At this point, your program will act simply as a syntax checker:
syntactically correct input will be accepted silently, while syntax errors
will give rise to error messages that will be reported to stderr.
2. The Scanner
2.1. General
The scanner should be implemented as a function that returns, each time
it is called, either a positive integer indicating what kind of token was
found on the input stream, or the value 0 ("end of file") indicating that
no further input is available.
Note that keywords cannot be used as identifiers.
The values of different kinds of tokens should be defined as macros to
simplify the interface between the scanner and parser. For this purpose,
it is simplest to define single-character tokens such as ( and ;
to have the value of the corresponding character constant, e.g., the
value of a "left-parenthesis" token will be that of the character
constant '('. (The simplest way to do this is to use yacc -d
to generate a file y.tab.h that contains the macro definitions, then
#include this file into the scanner. Your make file will have to be
set up carefully to make this work right.)
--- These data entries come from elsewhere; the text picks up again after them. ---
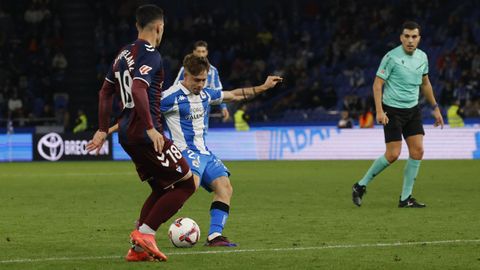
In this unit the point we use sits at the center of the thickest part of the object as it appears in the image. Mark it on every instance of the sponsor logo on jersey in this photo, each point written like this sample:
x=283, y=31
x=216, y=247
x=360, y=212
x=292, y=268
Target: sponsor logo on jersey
x=144, y=69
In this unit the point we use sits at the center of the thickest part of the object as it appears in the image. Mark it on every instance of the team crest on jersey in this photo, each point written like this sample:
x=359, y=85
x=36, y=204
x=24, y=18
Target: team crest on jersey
x=149, y=48
x=144, y=69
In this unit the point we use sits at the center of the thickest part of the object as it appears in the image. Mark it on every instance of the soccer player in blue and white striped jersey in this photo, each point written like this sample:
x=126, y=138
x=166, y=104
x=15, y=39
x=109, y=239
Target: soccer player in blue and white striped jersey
x=185, y=108
x=200, y=49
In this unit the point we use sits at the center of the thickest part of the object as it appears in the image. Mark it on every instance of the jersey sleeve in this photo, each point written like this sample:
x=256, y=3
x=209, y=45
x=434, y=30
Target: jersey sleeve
x=110, y=77
x=425, y=68
x=217, y=84
x=179, y=76
x=386, y=67
x=167, y=103
x=216, y=96
x=147, y=64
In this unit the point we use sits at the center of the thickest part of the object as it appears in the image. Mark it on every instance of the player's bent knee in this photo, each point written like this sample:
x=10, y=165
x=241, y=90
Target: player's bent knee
x=417, y=153
x=222, y=187
x=392, y=157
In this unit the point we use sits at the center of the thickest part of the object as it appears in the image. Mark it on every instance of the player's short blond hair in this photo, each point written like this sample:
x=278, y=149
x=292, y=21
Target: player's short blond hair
x=195, y=65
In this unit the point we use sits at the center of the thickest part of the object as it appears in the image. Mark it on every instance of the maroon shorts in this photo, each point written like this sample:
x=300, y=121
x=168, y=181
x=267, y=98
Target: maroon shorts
x=167, y=167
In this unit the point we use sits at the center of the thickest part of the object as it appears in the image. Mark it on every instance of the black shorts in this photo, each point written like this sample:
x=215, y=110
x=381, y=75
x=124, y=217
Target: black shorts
x=166, y=168
x=406, y=122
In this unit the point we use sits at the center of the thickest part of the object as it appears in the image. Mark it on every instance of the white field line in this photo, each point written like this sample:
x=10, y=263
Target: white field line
x=225, y=251
x=2, y=176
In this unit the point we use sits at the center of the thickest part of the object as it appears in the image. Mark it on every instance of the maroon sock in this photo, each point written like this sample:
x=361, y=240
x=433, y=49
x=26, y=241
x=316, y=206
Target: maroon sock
x=151, y=200
x=148, y=204
x=169, y=203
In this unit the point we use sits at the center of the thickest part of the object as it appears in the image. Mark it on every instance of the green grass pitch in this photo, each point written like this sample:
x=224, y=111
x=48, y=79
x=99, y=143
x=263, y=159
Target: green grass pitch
x=284, y=215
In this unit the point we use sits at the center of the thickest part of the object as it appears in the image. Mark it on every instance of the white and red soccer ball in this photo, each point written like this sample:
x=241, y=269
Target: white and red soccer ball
x=184, y=232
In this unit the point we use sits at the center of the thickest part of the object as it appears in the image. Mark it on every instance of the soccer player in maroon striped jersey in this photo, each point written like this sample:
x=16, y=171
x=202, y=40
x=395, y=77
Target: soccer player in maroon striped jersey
x=136, y=75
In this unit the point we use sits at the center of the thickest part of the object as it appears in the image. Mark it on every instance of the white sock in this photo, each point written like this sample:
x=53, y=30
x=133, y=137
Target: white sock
x=213, y=235
x=137, y=248
x=146, y=229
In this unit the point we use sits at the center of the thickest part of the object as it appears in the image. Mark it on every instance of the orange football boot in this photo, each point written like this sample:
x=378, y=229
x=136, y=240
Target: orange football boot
x=148, y=243
x=133, y=256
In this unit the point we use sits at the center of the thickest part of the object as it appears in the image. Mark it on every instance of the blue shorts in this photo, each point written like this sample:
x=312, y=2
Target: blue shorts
x=207, y=167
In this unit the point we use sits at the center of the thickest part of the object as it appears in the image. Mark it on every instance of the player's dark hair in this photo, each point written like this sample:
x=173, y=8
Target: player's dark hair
x=200, y=43
x=195, y=65
x=146, y=14
x=411, y=25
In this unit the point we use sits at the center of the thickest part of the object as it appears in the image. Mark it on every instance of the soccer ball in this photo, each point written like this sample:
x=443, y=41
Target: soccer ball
x=184, y=232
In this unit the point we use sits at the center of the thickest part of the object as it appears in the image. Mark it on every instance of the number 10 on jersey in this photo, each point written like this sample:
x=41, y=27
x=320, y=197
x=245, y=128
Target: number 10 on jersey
x=125, y=82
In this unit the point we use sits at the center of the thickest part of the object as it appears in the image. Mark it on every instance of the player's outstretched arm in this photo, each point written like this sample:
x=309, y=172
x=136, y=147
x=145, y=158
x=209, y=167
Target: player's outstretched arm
x=104, y=109
x=112, y=129
x=427, y=90
x=241, y=94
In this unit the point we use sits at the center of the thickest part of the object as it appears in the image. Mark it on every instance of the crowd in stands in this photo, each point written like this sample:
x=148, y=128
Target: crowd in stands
x=327, y=51
x=32, y=63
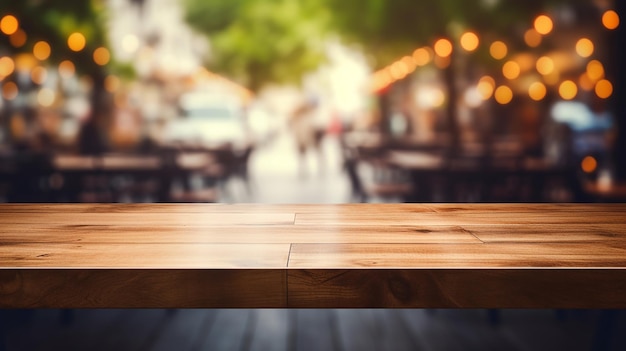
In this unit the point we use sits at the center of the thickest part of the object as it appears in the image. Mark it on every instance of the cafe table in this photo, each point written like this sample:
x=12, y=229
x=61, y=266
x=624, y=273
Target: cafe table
x=313, y=256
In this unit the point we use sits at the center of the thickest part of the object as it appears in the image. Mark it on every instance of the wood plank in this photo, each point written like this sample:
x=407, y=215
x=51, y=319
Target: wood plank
x=142, y=288
x=155, y=219
x=457, y=288
x=548, y=233
x=467, y=256
x=268, y=234
x=458, y=219
x=144, y=256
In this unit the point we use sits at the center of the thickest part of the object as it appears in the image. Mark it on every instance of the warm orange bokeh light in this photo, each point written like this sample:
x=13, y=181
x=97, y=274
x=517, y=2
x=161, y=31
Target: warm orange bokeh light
x=422, y=56
x=41, y=50
x=443, y=48
x=568, y=90
x=498, y=50
x=545, y=65
x=543, y=24
x=511, y=70
x=584, y=47
x=18, y=39
x=112, y=83
x=76, y=41
x=589, y=164
x=39, y=75
x=7, y=66
x=604, y=89
x=537, y=91
x=469, y=41
x=610, y=19
x=9, y=91
x=9, y=24
x=101, y=56
x=595, y=70
x=503, y=95
x=67, y=69
x=532, y=38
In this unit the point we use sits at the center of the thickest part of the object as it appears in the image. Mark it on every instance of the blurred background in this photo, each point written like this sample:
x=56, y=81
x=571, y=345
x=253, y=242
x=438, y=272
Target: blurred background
x=312, y=101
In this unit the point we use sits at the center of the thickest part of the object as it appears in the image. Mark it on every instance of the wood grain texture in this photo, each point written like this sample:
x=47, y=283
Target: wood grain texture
x=140, y=288
x=358, y=255
x=457, y=288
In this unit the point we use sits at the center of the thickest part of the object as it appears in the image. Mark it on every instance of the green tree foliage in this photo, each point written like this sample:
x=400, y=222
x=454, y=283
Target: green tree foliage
x=257, y=42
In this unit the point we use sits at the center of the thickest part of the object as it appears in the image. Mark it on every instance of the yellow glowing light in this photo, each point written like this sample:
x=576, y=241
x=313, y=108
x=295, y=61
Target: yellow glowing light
x=498, y=50
x=595, y=70
x=568, y=90
x=584, y=47
x=589, y=164
x=537, y=91
x=585, y=82
x=101, y=56
x=39, y=75
x=67, y=69
x=9, y=91
x=511, y=70
x=41, y=50
x=543, y=24
x=604, y=89
x=443, y=48
x=18, y=39
x=422, y=56
x=610, y=19
x=503, y=95
x=545, y=65
x=7, y=66
x=532, y=38
x=9, y=24
x=469, y=41
x=46, y=97
x=76, y=41
x=111, y=83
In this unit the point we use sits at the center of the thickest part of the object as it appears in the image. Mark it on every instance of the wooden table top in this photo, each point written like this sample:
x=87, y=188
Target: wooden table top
x=349, y=255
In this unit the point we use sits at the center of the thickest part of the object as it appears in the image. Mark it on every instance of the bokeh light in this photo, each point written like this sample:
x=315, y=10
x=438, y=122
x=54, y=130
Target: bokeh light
x=589, y=164
x=9, y=24
x=18, y=39
x=543, y=24
x=10, y=91
x=584, y=47
x=610, y=19
x=537, y=91
x=532, y=38
x=498, y=50
x=604, y=89
x=101, y=56
x=7, y=66
x=545, y=65
x=443, y=47
x=469, y=41
x=595, y=70
x=76, y=41
x=41, y=50
x=422, y=56
x=46, y=97
x=511, y=70
x=503, y=95
x=568, y=90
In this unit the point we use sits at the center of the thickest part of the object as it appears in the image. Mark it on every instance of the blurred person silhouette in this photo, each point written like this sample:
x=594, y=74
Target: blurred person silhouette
x=308, y=134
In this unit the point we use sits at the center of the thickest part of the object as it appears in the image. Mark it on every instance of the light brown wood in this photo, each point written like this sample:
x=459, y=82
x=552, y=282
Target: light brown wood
x=356, y=255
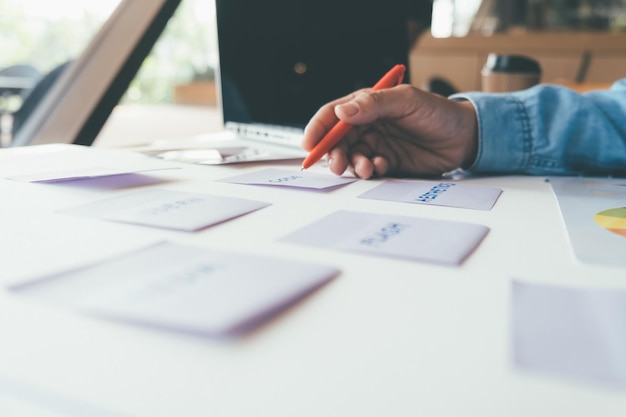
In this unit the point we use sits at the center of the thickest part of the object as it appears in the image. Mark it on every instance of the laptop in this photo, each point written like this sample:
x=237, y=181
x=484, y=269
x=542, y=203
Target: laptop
x=280, y=60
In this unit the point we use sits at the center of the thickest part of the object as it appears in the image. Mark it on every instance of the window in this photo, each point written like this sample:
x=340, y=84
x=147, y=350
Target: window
x=172, y=93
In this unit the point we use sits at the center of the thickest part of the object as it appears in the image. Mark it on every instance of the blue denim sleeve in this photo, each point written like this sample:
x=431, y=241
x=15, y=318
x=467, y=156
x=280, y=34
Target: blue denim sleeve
x=551, y=130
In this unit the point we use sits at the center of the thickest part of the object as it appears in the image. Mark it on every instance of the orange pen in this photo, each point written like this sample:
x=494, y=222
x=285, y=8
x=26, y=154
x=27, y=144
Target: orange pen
x=392, y=78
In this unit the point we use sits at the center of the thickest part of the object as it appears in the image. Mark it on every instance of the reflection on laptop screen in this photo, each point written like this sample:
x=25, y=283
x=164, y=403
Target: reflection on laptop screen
x=280, y=60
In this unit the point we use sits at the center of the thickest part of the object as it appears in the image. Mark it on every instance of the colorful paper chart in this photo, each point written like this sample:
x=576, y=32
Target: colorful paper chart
x=613, y=220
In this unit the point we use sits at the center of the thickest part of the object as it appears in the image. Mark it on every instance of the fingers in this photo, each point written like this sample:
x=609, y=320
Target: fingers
x=323, y=120
x=368, y=106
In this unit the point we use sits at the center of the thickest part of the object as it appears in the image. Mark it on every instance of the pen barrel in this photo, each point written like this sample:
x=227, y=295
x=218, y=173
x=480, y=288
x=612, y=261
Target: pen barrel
x=333, y=137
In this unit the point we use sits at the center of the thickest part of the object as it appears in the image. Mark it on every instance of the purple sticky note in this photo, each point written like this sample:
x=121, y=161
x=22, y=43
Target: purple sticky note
x=182, y=288
x=436, y=193
x=570, y=332
x=412, y=238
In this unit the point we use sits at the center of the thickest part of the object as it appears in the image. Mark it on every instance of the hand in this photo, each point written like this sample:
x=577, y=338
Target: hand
x=400, y=132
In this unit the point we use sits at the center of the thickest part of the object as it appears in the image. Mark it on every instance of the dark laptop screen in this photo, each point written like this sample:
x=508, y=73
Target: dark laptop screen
x=281, y=59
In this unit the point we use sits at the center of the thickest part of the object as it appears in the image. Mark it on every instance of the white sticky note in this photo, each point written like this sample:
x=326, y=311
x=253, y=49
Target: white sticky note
x=182, y=288
x=570, y=332
x=437, y=193
x=412, y=238
x=288, y=178
x=168, y=209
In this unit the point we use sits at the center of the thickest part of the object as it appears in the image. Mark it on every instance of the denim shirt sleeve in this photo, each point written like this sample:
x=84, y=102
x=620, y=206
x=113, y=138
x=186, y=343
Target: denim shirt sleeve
x=551, y=130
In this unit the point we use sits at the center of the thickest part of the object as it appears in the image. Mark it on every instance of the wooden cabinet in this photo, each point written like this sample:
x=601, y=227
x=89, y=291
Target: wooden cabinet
x=565, y=57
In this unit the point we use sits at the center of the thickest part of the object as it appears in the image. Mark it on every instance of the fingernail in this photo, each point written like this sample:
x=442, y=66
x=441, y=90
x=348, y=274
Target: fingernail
x=348, y=109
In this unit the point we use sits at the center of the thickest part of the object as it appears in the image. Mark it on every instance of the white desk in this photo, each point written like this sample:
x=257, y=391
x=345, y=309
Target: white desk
x=386, y=338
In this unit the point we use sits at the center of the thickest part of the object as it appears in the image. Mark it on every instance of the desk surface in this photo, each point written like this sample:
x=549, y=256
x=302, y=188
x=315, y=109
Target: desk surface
x=386, y=338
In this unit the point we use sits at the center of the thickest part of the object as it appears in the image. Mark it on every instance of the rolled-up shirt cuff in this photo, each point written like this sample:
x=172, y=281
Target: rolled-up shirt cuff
x=504, y=132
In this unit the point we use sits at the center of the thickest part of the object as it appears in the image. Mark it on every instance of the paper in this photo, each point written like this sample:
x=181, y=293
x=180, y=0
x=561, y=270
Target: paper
x=24, y=399
x=72, y=163
x=168, y=209
x=437, y=193
x=287, y=178
x=417, y=239
x=182, y=288
x=594, y=212
x=576, y=333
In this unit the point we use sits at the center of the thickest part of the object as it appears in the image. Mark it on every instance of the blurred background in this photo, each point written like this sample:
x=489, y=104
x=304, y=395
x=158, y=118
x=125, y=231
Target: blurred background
x=576, y=41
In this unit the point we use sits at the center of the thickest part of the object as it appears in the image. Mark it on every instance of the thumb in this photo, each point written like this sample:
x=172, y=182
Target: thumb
x=368, y=106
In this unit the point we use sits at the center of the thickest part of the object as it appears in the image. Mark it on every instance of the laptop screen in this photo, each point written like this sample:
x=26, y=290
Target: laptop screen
x=280, y=60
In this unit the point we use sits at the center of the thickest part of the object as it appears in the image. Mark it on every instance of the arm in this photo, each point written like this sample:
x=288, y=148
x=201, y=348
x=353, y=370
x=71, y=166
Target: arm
x=551, y=130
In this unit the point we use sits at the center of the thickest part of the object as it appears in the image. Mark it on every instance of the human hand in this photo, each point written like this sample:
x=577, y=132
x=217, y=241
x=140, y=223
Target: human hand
x=400, y=132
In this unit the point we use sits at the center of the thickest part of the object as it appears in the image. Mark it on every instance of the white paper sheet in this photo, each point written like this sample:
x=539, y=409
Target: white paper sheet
x=417, y=239
x=571, y=332
x=182, y=288
x=289, y=178
x=75, y=162
x=437, y=193
x=168, y=209
x=586, y=205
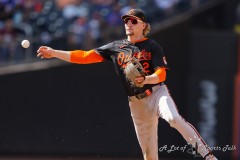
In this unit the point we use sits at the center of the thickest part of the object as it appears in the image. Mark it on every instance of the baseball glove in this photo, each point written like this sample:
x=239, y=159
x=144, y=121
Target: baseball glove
x=134, y=69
2.2. Comments and Whitespace
Comments and whitespace are to
be skipped silently. It is an error to encounter an end-of-file
inside a comment.
2.3. Errors
The simplest way to deal with lexical errors is to let the parser worry
about them. This can be done by simply returning the value of any
unrecognized character to the parser.
3. The Parser
3.1. General
You should transform your grammar, as necessary, to eliminate
conflicts. The "dangling else" shift/reduce conflict will be tolerated,
as will shift/reduce conflicts between error productions, but you will be
penalized for any other conflicts. If you encounter conflicts, you may
consult the file y.output generated by yacc
(invoked with the -v option) for more information.
3.2. Errors
You are to implement error handling and recovery for syntax errors. This does
not include errors involving semantic checking (i.e., anything
that demands information from declarations), which will be dealt
with in the next assignment.
Your program will be expected to deal with errors in a
"reasonable" way. Error messages should be specific and should contain
enough information (with at least a line number) to allow the user to locate
syntax problems. Error recovery should allow your parser to recover
gracefully and continue processing the input even after syntax errors are
encountered.
3.3. Exit Status
The exit status of your program should be 0 if no errors are encountered during processing,
and 1 if any errors (including syntax errors) are encountered at any point.
4. Invoking Your Program
Your program will be called compile. It will read from stdin
and send all output to stdout. Error messages will be sent to stderr.
E.g.:
cat foo.c | ./compile
or
./compile < foo.c
5. Turnin
You should turn in the sources to your code on lectura. These should
include:
-
The sources and headers for your scanner and parser, in particular the
input specifications to the tools
flex, bison>, etc.
-
A main routine that calls your parser;
-
A make file called Makefile that should support at least the following
targets:
-
compile
The command "make compile" should build
your scanner and parser from scratch, by invoking
the appropriate tools (flex, bison, etc.)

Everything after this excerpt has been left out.